Anna Sabatini nell’occupazione di via del Caravaggio (agosto 2019), foto di Costanza Fraia

OLTRE LE QUESTIONI relative alla prevenzione del contagio, ci sono gravi problematiche economiche che iniziano a fare capolino. Chi per avere una casa è stato costretto a occupare vive condizioni di forte precarietà già normalmente. Con l’emergenza le cose stanno peggiorando in fretta. «Sto tornando a casa, oggi ho lavorato – racconta Madalina Gavrilescu, sul bus diretto a via di Casal Boccone – Sono impiegata in una ditta di pulizie. Ho un contratto part-time e mi pagano a ore. Da una settimana ormai lavoro a chiamata. Dalla prossima consegneremo gli ultimi locali puliti, ma ormai chiusi.
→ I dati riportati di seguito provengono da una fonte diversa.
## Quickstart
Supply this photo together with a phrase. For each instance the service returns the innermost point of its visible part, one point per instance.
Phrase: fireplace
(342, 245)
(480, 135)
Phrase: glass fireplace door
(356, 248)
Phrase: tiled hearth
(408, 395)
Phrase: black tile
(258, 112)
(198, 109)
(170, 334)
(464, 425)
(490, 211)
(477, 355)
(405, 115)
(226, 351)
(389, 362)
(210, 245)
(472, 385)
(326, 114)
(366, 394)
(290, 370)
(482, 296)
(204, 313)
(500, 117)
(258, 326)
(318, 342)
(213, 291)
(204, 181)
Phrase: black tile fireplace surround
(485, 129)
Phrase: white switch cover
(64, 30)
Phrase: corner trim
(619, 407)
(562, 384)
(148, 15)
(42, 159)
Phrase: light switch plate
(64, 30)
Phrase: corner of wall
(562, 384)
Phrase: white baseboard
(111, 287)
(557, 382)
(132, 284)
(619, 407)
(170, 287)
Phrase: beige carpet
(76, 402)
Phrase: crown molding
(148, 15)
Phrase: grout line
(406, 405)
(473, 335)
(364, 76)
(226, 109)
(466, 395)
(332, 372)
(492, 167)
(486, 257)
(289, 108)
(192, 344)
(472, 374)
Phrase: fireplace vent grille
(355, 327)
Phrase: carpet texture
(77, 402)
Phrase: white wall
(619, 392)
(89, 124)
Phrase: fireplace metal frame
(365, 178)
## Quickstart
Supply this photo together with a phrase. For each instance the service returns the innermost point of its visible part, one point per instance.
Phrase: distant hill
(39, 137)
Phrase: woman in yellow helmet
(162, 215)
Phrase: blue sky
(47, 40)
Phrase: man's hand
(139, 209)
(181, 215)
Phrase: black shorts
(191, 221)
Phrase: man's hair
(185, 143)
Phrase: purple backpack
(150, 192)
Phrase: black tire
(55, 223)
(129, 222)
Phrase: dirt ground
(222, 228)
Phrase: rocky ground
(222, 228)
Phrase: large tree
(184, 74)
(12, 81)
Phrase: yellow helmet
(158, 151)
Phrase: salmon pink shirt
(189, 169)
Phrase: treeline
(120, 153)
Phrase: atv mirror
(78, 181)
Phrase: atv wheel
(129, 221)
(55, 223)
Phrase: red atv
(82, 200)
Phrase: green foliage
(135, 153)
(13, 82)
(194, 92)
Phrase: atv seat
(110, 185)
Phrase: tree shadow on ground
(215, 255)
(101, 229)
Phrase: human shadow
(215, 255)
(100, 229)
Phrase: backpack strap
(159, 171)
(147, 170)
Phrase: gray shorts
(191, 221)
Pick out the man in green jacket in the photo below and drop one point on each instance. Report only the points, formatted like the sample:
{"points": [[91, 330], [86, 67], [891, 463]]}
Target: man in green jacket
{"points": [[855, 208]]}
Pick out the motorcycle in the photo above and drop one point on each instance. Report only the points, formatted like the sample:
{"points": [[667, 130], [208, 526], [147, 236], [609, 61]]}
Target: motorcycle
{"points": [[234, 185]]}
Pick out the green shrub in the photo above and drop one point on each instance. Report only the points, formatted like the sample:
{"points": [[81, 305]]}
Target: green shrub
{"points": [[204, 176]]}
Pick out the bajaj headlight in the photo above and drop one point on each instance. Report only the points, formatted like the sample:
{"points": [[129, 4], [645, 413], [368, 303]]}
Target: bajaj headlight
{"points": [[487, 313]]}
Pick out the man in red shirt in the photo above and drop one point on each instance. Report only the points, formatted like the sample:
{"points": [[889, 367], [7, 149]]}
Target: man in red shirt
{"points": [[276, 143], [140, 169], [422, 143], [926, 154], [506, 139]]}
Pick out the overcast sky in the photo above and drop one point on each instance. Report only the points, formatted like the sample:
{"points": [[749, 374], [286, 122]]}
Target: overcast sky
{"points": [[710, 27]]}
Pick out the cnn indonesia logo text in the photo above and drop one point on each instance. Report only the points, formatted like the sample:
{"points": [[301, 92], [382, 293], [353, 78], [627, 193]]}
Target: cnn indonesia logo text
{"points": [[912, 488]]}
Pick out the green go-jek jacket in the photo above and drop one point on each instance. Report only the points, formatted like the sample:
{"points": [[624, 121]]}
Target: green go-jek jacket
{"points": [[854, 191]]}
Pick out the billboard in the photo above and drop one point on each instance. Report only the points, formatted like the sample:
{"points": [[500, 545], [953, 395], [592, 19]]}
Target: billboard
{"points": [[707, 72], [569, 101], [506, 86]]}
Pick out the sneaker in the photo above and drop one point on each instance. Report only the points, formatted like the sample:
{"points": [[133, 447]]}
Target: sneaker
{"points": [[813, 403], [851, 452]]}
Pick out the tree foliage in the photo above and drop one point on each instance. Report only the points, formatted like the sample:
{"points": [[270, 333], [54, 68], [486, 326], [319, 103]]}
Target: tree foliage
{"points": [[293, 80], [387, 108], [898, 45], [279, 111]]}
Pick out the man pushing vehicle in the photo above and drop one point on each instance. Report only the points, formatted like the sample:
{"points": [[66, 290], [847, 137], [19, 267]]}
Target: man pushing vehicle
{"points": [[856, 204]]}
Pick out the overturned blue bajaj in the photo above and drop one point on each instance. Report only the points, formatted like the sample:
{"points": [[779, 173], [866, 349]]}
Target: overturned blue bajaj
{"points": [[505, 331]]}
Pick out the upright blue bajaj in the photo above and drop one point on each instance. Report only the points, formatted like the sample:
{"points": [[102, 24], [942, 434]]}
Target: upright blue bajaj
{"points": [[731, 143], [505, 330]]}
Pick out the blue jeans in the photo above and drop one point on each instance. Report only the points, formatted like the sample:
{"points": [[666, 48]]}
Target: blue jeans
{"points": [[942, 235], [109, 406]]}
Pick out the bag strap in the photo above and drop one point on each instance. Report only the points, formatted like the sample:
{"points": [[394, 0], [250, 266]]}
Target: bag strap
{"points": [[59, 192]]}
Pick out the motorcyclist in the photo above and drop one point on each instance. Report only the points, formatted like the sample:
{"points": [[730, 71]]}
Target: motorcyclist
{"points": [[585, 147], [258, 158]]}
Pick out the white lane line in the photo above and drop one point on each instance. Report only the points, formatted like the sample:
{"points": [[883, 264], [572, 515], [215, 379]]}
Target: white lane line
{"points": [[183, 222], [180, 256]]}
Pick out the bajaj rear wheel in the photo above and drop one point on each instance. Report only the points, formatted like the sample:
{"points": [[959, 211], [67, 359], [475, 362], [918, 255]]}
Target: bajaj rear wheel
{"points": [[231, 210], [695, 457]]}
Dopo rimarrò senza stipendio». Nella sua occupazione, periferia nord-est della capitale, vivono 140 famiglie.

«SIAMO FORTUNATI perché non dobbiamo pagare l’affitto, altrimenti non so cosa sarebbe accaduto – continua Gavrilescu – Qui le persone non hanno risparmi da parte. Sono precarie, lavorano saltuariamente come badanti, con le bancarelle o nella ristorazione. Molte sono impiegate in nero e rischiano di essere escluse dalle misure economiche varate dal governo».

CIÒ CHE POTREBBE ACCADERE tra le persone che vivono nelle occupazioni abitative è solo il riflesso estremo di una condizione molto più diffusa nel Paese. Se l’isolamento continuasse anche oltre il 3 aprile, le possibilità di sopravvivenza di un’ampia fetta della popolazione sarebbero seriamente compromesse. Per tutelare tutti servono misure economiche veramente universalistiche. Finora, solo la proposta del «reddito di quarantena» sembra in grado di affrontare il problema in questi termini.